Do Micro Ao Macro
Agentes de IA substituem chatbots no varejo; veja o que muda no atendimento ao cliente
Pesquisa da Deloitte aponta que 68% dos executivos do varejo vão implementar agentes de IA em dois anos, acelerando a troca dos chatbots em funções de atendimento.
Seis em cada dez executivos do varejo no mundo planejam implementar agentes de IA em funções de atendimento até 2027. O dado é da pesquisa “2026 Retail Industry Global Outlook“, da Deloitte, e indica que a corrida pela substituição dos chatbots tradicionais deixou de ser tendência para se tornar movimento concreto no setor.
No Brasil, o varejo digital enfrenta um problema que os chatbots não conseguem mais resolver: o consumidor não segue fluxos lineares. A jornada de compra mistura canais, muda de intenção no meio do caminho e exige respostas que vão além de um script pré-programado. É nesse ponto que os agentes de IA ganham espaço.
Agentes de IA x chatbots: o que muda na prática
Chatbots foram construídos para responder perguntas dentro de um roteiro previsível. Funcionam bem em tarefas simples, como consultas de horário de funcionamento ou status de pedido com fluxo fixo. O problema aparece quando o cliente sai do script.
Os agentes de IA operam de forma diferente. Eles compreendem contexto, acessam dados em tempo real e executam ações dentro de sistemas como CRM, ERP e plataformas de e-commerce. Na prática, isso significa consultar estoque atualizado, acompanhar pedidos, gerar recomendações personalizadas e recuperar carrinhos abandonados, tudo dentro de uma mesma conversa.

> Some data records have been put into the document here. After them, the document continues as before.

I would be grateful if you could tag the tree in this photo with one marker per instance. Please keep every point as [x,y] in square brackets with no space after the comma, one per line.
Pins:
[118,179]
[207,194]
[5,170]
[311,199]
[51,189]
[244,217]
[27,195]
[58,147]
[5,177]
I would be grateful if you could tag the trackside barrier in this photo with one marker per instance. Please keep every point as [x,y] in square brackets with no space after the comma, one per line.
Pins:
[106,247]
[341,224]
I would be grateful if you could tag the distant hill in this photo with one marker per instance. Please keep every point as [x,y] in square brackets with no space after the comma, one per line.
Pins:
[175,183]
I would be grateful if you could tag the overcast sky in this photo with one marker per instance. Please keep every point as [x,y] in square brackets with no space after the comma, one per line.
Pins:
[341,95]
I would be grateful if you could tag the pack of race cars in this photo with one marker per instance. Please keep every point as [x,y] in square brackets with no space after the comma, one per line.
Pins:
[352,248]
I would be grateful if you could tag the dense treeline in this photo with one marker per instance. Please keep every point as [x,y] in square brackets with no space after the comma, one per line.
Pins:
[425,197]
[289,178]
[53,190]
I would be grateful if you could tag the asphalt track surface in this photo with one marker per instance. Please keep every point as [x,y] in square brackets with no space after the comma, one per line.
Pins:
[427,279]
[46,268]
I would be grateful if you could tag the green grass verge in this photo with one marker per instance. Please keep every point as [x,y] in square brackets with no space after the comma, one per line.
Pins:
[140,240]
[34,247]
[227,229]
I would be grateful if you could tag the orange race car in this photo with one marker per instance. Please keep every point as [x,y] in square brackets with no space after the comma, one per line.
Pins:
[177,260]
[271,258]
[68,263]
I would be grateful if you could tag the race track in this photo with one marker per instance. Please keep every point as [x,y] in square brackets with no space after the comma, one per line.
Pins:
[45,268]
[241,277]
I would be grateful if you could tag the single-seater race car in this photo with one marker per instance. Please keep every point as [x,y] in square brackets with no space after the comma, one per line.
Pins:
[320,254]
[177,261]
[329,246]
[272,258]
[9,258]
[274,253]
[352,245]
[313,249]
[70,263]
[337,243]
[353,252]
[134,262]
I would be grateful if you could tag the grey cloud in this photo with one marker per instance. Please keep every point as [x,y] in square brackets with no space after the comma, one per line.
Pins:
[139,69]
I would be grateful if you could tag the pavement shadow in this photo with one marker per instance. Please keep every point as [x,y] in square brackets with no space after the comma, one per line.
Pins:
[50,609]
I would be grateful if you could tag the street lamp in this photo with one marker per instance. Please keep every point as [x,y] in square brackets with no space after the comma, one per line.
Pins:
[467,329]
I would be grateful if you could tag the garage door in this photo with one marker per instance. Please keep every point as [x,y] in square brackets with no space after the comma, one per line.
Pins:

Felipe Hilgenberg, head de IA na Connectly, resume a diferença com precisão. “Os chatbots foram desenhados para fluxos previsíveis, mas o consumidor é dinâmico e contextual. Os agentes de IA conseguem entender a intenção, adaptar a conversa e conduzir o cliente até a conversão”, afirma.
Por que o varejo brasileiro precisa agir agora
A pesquisa da Deloitte vai além da adoção. O estudo projeta que os agentes de IA podem responder por até 25% das vendas eletrônicas globais até 2030. Para o varejo brasileiro, que ainda convive com altas taxas de abandono de carrinho e atendimento fragmentado entre canais, o atraso na migração tem custo direto em receita.
Manter chatbots em funções que exigem interpretação de contexto gera falhas de atendimento, aumento de custos operacionais e perda de vendas que dificilmente aparecem nos relatórios. O problema é silencioso, mas consistente.
O desafio está na consolidação, não no lançamento
Implementar um agente de IA é mais rápido do que parece. O verdadeiro obstáculo vem depois. “Construir um agente de IA pode ser feito em dias, mas fazê-lo funcionar de forma consistente em produção é o verdadeiro desafio. A diferença entre lançar e consolidar está na capacidade de evoluir continuamente, com testes, monitoramento e ajustes constantes”, diz Hilgenberg.
Sem estrutura de testes de regressão, monitoramento de interações e ciclos de ajuste, os agentes de IA entregam resultados abaixo do potencial, e o varejo volta a conviver com os mesmos problemas que tentava resolver ao abandonar os chatbots.
O espaço que ainda resta para os chatbots
A substituição não é total. Chatbots seguem sendo uma alternativa viável para tarefas repetitivas, de baixa complexidade e sem necessidade de integração com outros sistemas. O erro está em mantê-los em posições que exigem interpretação, personalização ou condução de jornadas de compra.
Para o varejo brasileiro, a definição mais importante agora é saber onde cada tecnologia termina, e onde os agentes de IA precisam entrar. Quem ainda não mapeou essa fronteira corre o risco de perder conversão para concorrentes que já colocaram agentes de IA para trabalhar.